With a moat surrounding it, a crumbling city wall and numerous temples, Chiang Mai is pleasant but will not stop you in your tracks. So it may seem a bit of a mystery why nearly every tourist to Thailand ends up visiting it with many going direct from Bangkok, only to return a couple of days later. It’s with this in mind that Chiang Mai deserves a lot of credit, because where she is lacking in standout sights, she has instead transformed herself into the adventure capital of Thailand. A quick browse through the brochures at my hostel showed: ‘trekking’, white water rafting, elephant rides and sanctuaries, zip lining, cooking classes, mountain biking, tribal village visits and so much more. It’s not the best place to do these activities but I doubt you can find many places in the world that makes such a range so accessible. It’s a place that made me feel inactive and guilty, only completing one activity, that being another cooking class. It was good though, a one to one class, where I got my very own certificate, signed by the directer no less!
Thankfully unlike the grief some hostels give, I was encouraged to do little more than sit around, read a book, chat, and drink fruit smoothies (they were very good and very cheap. Coffee with banana was a surprise hit!) For the first time in six months it was great to stay in a place that matched a proper hostel definition, with a stupid number of dorm rooms and a superb social area. As over twenty of us left the hostel one evening, the token German and fellow traveller of India kept repeating how different it all was from India. How correct he was! In the hostel I met up again with Richard, a fellow actor in the Bollywood film I did and a host of other people whose names came and went as they dispersed in every possible direction across Thailand and Asia. It made for a great time!

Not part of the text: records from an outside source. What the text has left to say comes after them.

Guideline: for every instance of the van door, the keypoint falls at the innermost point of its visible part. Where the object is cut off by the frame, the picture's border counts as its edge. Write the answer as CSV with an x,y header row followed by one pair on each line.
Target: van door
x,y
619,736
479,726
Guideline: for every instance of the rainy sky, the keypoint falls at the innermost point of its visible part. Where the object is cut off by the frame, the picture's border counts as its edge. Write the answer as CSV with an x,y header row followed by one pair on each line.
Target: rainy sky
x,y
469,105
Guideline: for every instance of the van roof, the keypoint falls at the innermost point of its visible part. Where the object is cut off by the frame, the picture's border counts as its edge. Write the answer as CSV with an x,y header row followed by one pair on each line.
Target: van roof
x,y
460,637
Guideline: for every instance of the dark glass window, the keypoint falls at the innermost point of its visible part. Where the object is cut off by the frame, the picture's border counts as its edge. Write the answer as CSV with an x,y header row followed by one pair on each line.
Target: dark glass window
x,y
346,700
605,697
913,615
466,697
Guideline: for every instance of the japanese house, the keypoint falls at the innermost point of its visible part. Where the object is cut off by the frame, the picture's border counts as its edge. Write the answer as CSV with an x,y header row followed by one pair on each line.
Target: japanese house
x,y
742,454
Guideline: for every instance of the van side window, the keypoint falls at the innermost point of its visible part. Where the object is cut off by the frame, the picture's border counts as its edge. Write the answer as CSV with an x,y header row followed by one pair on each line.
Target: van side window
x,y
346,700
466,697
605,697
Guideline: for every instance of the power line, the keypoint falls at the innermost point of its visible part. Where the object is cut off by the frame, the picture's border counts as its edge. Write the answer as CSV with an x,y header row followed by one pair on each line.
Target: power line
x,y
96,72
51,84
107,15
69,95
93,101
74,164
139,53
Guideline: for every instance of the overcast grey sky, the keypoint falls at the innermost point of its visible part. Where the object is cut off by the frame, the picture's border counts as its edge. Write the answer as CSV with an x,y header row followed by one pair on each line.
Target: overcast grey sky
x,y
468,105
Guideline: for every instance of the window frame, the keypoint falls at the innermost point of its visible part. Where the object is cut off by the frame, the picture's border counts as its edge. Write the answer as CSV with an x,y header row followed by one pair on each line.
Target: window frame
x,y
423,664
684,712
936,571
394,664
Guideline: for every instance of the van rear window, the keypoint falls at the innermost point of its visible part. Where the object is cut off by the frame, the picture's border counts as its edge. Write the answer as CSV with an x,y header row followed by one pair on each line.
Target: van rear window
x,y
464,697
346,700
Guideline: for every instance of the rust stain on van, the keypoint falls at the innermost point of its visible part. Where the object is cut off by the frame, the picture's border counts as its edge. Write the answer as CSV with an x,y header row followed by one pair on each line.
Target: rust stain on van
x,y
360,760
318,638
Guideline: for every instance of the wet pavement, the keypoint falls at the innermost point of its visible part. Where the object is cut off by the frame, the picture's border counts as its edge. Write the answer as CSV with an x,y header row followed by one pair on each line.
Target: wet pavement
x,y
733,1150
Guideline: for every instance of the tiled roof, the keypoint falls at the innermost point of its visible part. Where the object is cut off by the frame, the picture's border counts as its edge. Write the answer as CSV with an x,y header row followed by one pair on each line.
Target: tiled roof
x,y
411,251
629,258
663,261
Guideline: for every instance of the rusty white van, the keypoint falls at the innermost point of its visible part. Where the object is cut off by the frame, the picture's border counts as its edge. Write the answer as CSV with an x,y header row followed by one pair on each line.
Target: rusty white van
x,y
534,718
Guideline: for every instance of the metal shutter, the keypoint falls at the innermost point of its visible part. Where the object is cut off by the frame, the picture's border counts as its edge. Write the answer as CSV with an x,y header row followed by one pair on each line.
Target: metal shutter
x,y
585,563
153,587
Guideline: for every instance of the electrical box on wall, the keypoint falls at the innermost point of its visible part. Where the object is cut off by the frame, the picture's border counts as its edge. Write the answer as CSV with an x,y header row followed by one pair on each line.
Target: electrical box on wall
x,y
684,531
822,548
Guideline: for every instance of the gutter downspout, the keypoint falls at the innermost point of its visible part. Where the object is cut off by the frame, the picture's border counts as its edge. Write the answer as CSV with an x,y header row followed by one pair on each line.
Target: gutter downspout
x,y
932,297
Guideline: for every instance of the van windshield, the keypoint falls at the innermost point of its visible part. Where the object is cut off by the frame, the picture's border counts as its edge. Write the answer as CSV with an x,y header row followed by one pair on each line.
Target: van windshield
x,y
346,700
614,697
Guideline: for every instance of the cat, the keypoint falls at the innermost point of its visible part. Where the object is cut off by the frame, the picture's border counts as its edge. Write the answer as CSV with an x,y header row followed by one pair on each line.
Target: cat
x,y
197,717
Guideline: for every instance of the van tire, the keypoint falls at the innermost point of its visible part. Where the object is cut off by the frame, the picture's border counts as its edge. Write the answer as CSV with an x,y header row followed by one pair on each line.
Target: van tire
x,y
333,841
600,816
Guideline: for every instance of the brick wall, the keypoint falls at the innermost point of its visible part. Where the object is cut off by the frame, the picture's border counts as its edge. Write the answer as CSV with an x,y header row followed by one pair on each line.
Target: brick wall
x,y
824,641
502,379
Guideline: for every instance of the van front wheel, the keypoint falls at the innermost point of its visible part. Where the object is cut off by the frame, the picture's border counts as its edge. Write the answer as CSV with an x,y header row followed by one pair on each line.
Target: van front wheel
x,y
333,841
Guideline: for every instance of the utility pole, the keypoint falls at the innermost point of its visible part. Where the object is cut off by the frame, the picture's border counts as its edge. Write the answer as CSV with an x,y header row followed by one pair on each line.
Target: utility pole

On one night a number of us went to watch some Thai boxing. Disappointingly it turned out to be your typical tourist affair, with the only proper fights happening between teenagers (most I am quite sure on a huge concoction of drugs). However, whilst the fights were not as skilled as I guess the adults would be, the atmosphere from their coaches and families did make for an enjoyable time. At the end of the night, as people began to leave, there were some ‘grown up’ fights but these were shockingly choreographed. The one redeming adult fight was the three person blind boxing which was hilarious. Surrounding the ring was a huge array of bars all being run by the Thailand circus that is the lady boys. It’s a continuing confusion why in such a conservative society, it is such a common place pretty much everywhere you go.
Chiang Mai was a great place for a few days but tired of having to sleep in a ten person dorm every night and with the hostel having such a huge turn over of people, I decided to leave a day or so early for Pai. Now if there is one enduring fact about Thailand it is that everyone loves Pai. An old hippy enclave in the middle of nowhere, surrounded by various hills and a with a cooler temperature, it’s a town of ten thousand people, all mostly running guest houses or restaurants and bars. It’s nice enough, very chilled with everything you could want within a few square meters however it symbolised a lot of the issues I have with Thailand. I am convinced that if my first Asian country was Thailand then I would have been more impressed that I have been to date, but as it turns out, its not. Which means that I can’t help but look upon Pai, for example, as a poor mans Manali or Ella, to name a couple. It doesn’t mean that it has not been enjoyable, its just with the exception of Ayutthaya, Thailand has not been able to compete with other places I have been on this trip and subsequently fallen a little flat. I’m hoping when I head down south in a few months time, it has something a little more to offer. But anyway, I digress. Pai was ok, except for when I decided to rent a bike rather than a scooter. In the heat of the day, on a full ‘American’ breakfast, cycling uphill was a rather silly idea.
In hindsight I should have stayed in Chiang Mai a little longer because due to booking complications (i.e. they were fully booked) with the rather exciting Gibbon experience in Lao, it didn’t make a lot of sense to cross the border until the 17th if March. I’ve been very lucky to date that I’ve always had something to do or somewhere to go and not had to burn any length of time. Unfortunately though as I headed up to Chiang Rai, near the border, that is what I would end up having to do.